Charles the Great was one of the most imposing figures, not only of the Middle Ages, but of all history. His personality impressed itself upon the imagination of the people of the Middle Ages as that of no other man has done. Romances and legends grew up around his name, and those of his nobles, or paladins. According to contemporary accounts, he was above the ordinary stature and of a noble and commanding presence. He was fond of manly exercises, particularly of hunting, and his strength was prodigious. His mode of life was simple. In eating and drinking, he was very moderate. He wore the simple, ancient costume of his people, except on great state occasions, when he used Byzantine robes and ceremonial. His death took place on January 28, 814. He was buried in the Minster of Aix, and was succeeded by his son Louis, known as the Pious.
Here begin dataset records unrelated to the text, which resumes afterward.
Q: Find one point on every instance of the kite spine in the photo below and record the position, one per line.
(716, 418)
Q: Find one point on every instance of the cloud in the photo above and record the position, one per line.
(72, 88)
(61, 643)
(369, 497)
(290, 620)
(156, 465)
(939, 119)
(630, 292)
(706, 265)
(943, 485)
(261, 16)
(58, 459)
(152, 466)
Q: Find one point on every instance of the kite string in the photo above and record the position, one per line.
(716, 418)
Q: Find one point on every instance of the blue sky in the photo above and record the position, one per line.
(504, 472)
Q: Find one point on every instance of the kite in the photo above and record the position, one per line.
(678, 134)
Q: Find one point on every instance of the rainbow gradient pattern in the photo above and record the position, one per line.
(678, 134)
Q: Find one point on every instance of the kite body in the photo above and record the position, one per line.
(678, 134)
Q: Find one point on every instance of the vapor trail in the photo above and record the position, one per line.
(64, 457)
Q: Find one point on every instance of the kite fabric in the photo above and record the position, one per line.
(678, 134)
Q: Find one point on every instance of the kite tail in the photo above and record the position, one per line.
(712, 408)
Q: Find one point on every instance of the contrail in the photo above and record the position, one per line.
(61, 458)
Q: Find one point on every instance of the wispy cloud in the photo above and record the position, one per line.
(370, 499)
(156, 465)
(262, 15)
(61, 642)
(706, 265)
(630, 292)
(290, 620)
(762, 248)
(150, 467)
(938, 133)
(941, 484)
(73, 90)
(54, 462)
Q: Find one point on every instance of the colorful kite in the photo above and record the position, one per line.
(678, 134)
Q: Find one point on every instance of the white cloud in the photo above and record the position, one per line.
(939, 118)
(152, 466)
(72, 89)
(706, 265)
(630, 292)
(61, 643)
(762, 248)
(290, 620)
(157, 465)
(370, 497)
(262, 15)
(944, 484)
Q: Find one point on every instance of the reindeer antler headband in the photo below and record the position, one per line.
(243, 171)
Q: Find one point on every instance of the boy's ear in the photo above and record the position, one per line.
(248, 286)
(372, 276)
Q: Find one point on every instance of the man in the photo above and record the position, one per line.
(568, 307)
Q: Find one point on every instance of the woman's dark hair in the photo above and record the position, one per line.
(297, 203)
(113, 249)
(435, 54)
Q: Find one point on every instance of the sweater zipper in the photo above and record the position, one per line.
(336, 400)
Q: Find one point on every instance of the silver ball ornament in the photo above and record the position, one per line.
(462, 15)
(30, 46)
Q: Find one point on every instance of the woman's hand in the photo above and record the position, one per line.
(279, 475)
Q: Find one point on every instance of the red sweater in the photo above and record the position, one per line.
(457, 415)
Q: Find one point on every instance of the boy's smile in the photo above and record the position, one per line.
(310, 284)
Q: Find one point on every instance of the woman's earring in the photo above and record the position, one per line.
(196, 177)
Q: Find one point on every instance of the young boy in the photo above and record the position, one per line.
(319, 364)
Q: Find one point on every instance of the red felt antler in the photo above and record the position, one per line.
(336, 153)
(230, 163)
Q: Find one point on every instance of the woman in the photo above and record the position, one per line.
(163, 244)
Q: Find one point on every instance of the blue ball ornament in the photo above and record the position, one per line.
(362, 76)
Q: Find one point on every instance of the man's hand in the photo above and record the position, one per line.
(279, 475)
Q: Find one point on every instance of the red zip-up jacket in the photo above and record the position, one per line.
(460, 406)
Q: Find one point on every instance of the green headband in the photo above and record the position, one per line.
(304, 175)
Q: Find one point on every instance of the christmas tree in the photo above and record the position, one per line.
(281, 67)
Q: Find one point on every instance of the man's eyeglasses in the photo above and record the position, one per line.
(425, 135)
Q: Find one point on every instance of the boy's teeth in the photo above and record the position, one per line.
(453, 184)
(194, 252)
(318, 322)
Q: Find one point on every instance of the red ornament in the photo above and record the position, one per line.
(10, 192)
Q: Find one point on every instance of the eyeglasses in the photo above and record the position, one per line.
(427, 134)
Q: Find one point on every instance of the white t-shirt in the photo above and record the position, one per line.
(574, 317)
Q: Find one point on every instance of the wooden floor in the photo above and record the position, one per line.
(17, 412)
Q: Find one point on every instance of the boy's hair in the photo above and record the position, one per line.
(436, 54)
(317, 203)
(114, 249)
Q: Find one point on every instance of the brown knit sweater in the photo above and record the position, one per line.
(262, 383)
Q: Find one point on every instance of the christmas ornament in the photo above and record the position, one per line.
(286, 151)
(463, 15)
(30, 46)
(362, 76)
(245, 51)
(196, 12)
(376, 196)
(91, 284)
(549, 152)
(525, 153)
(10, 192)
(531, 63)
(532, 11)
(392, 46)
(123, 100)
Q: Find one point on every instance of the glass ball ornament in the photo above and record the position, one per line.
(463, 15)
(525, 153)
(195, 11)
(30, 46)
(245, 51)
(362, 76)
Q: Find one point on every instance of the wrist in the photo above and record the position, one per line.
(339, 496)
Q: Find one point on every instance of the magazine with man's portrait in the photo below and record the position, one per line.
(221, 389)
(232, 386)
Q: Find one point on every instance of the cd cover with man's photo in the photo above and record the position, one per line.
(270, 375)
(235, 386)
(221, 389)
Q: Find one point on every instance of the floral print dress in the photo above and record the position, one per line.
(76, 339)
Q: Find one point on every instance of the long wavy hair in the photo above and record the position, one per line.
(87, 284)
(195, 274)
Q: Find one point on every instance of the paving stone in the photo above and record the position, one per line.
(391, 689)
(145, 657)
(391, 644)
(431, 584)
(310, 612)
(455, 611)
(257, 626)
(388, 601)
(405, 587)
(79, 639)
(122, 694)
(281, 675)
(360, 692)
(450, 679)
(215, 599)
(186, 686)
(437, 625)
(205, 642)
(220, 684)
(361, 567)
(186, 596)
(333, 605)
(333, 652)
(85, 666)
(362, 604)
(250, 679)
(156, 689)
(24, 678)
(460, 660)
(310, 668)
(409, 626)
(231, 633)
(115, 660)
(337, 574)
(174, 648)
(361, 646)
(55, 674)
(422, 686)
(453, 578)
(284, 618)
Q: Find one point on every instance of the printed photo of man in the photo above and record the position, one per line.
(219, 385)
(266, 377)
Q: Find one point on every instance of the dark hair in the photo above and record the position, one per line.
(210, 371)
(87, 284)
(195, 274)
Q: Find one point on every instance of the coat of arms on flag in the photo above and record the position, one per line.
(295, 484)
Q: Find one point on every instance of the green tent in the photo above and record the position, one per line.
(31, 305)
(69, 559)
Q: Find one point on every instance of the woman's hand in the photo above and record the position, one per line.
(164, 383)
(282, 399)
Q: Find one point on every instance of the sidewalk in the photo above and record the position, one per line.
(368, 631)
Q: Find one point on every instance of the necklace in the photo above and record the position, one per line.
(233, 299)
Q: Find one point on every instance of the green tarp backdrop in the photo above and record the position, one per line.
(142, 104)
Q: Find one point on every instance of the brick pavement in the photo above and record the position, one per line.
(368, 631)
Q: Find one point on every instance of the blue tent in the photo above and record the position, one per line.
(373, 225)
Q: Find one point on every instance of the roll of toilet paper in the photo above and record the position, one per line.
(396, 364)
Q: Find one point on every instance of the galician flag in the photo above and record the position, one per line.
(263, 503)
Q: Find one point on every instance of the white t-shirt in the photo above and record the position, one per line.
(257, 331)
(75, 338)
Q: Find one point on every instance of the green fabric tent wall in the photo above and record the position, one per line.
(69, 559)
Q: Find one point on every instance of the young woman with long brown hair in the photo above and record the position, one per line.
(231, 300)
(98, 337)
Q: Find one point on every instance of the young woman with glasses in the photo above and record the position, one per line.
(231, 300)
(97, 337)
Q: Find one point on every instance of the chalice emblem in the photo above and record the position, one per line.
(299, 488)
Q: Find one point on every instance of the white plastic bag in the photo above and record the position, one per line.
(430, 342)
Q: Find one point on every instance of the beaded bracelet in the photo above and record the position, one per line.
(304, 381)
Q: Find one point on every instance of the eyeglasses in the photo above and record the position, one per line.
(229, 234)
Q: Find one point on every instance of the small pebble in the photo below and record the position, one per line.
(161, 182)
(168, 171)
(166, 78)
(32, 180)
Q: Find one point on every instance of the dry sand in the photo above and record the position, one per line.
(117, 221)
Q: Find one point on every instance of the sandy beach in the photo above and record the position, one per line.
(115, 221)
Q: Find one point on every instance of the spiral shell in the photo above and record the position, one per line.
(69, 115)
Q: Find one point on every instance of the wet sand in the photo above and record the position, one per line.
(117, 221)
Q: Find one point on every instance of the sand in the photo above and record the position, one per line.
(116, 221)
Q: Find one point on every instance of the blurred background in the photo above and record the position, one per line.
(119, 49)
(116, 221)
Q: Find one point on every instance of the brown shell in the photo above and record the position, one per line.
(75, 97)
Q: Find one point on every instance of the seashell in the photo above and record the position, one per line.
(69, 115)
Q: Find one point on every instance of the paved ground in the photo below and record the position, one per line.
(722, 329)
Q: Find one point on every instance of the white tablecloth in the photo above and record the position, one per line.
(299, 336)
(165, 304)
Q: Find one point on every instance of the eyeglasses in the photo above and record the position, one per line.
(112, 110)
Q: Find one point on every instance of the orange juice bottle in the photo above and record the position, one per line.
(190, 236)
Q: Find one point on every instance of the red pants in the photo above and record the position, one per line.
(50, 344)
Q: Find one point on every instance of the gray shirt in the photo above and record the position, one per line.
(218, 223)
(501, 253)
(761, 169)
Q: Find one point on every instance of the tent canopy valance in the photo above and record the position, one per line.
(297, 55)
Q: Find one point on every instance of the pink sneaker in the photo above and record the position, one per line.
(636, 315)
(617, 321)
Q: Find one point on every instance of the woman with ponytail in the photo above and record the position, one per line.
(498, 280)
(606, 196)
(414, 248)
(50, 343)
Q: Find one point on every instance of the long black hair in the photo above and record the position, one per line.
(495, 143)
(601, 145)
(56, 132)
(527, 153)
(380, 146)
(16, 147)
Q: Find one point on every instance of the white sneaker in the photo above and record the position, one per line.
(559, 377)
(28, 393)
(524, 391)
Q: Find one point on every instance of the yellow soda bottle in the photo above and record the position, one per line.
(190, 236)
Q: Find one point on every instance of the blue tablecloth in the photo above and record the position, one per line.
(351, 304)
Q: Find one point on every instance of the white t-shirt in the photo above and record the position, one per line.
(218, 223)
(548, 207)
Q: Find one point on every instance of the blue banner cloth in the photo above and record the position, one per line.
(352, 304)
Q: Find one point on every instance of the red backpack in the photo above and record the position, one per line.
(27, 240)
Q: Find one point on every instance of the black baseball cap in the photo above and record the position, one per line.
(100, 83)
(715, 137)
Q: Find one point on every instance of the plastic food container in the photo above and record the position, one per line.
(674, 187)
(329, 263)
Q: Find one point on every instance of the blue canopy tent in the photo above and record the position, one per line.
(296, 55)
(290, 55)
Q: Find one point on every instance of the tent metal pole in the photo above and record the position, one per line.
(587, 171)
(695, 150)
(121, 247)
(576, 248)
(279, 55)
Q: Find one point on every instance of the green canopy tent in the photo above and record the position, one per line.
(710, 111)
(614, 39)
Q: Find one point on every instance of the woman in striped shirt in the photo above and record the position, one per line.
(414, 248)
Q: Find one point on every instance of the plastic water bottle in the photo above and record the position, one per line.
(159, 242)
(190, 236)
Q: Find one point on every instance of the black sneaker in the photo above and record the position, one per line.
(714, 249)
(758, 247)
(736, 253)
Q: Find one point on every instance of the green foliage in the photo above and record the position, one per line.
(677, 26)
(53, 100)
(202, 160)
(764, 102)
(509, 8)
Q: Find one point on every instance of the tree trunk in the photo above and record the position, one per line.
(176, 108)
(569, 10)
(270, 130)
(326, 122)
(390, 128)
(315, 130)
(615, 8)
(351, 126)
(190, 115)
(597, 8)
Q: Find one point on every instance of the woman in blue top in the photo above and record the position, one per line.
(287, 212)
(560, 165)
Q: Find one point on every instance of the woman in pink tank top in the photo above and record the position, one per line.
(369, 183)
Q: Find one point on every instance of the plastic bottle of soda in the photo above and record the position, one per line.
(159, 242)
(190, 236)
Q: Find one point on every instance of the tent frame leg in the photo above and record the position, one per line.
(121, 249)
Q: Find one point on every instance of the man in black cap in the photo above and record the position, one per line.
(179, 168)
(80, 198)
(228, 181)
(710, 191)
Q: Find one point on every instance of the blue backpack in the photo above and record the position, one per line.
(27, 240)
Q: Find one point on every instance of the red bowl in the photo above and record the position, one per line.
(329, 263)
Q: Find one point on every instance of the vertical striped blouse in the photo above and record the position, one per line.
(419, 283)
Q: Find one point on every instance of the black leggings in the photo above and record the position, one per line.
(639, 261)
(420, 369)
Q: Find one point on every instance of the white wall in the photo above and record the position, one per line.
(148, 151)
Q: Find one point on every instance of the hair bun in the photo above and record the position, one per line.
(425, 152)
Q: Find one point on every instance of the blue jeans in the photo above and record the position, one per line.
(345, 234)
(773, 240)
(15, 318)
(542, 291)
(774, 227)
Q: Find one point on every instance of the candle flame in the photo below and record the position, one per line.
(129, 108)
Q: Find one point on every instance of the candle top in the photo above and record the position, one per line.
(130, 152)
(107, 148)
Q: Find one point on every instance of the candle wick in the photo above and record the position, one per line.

Bibliography. Besides his capitularies (q.v.), there are extant letters and Latin poems ascribed to Charles the Great. Consult Dümmler, Poetæ Latini Eri Carolini (Leipzig, 1881–84). The chief source for his history is the biography, by his secretary, Einhard, Vita Caroli Magni, edited by Pertz, in the Monumenta Germania Historica, and separately (Hanover, 1863); Engl. trans. by Glaister (London, 1877). Other sources are the letters and poems of Alcuin, Paulus Diaconus, and Angilbert, and the contemporary annals, for a description and editions of which consult Wattenbach, Deutschlands Geschichtsquellen im Mittelalter, Vol. I. (Berlin, 1893). The most detailed modern account of his reign is Abel and Von Simson, Jahrbücher des fränkischen Reiches unter Karl dem Grossen (Leipzig, 1883, 1888). Consult, also: Vétault, Charlemagne (Tours, 1876); Döllinger, Das Kaisertum Karls des Grossen und seiner Nachfolger (Munich, 1864); Haureau, Charlemagne et son cour (Paris, 1888). The best English works on Charles are: Mombert, History of Charles the Great (New York, 1888); Hodgkin, Charles the Great (London, 1897); Davis, Charlemagne, in “Heroes of the Nations Series” (New York, 1900); Mullinger, Schools of Charles the Great (London, 1877); consult, also: Clemen, Die Porträtdarstellungen Karls des Grossen (Aachen, 1890).